The team leveraged the immense “exascale” power of the Frontier supercomputer at the Oak Ridge Leadership Computing Facility in Tennessee, USA.

Their software delivers highly precise predictions of chemical behaviour in molecular systems with hundreds of thousands of atoms, setting a new benchmark in computational chemistry.

Expressing his gratitude, Associate Professor Barca said, “My heartfelt thanks to the Association for Computing Machinery for this wonderful acknowledgement and to the University of Melbourne, my research team and our collaborators for helping to achieve the breakthrough.”

The University of Melbourne’s Deputy Vice-Chancellor (Research), Professor Mark Cassidy, commended the team’s efforts, calling it “a tremendous endorsement of Australian innovation and research.”

“Associate Professor Barca and his colleagues are an inspiration to all Australians, including the next generation of innovators. By drawing on our strengths in innovation, technology, big data, interdisciplinary collaboration and wider partnerships, their work promises to make an extraordinary contribution to society,” Cassidy remarked. 

Faculty of Engineering and Information Technology Dean, Professor Thas Nirmalathas, echoed the sentiment, highlighting the breakthrough’s potential to improve global health outcomes.

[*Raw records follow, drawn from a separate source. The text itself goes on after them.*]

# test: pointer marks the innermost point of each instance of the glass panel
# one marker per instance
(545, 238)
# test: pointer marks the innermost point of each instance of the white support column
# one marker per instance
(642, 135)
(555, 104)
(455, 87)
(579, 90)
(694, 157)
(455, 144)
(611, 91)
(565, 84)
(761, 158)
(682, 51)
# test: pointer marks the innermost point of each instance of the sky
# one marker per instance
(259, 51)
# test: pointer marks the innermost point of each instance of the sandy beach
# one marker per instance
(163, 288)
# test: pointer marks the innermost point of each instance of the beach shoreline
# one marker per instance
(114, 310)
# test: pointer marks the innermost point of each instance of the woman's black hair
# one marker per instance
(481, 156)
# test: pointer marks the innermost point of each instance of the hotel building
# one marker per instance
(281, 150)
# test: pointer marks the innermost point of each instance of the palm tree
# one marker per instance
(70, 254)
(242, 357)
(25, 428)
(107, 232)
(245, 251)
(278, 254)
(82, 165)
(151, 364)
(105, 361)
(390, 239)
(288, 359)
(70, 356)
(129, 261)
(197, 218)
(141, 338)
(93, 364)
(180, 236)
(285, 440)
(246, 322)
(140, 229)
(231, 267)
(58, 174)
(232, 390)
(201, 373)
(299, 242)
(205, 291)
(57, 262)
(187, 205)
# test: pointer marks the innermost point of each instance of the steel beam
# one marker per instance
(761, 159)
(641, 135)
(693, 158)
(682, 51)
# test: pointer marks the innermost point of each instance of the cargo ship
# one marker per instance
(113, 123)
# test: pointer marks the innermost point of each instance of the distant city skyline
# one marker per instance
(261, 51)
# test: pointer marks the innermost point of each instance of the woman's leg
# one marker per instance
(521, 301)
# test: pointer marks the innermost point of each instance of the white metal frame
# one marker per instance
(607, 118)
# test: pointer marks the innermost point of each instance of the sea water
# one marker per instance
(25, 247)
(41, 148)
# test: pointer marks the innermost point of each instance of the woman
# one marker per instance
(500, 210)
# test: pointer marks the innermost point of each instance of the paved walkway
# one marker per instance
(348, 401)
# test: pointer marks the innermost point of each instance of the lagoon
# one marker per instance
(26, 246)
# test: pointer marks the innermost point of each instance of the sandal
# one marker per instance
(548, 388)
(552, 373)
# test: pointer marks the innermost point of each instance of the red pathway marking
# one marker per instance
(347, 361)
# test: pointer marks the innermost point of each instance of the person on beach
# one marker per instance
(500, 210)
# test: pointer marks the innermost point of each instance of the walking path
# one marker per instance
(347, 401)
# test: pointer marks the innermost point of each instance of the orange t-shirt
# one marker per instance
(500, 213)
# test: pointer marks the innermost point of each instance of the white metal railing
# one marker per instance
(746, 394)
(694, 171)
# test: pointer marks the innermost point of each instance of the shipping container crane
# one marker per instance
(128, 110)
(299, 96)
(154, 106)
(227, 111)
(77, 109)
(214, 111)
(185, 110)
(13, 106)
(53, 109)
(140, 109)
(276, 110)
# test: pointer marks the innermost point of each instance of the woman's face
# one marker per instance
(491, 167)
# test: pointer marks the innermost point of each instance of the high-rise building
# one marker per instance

In 2023, Associate Professor Barca co-founded QDX Technologies, a company dedicated to leveraging high-performance quantum simulations for therapeutic design. 

The firm has already secured partnerships with pharmaceutical companies and start-ups across Australia, Singapore, and the United States, underscoring the real-world impact of the team’s research.

The award-winning researchers include Giuseppe M. J. Barca (University of Melbourne and QDX Technologies), Jakub Kurzak (Advanced Micro Devices Inc), and Dmytro Bykov (Oak Ridge National Laboratory). 

The Australian National University team members are Jorge L. Galvez Vallejo, Elise Palethorpe, and PhD students Ryan Stocks, Fiona Yu, and Calum Snowdon.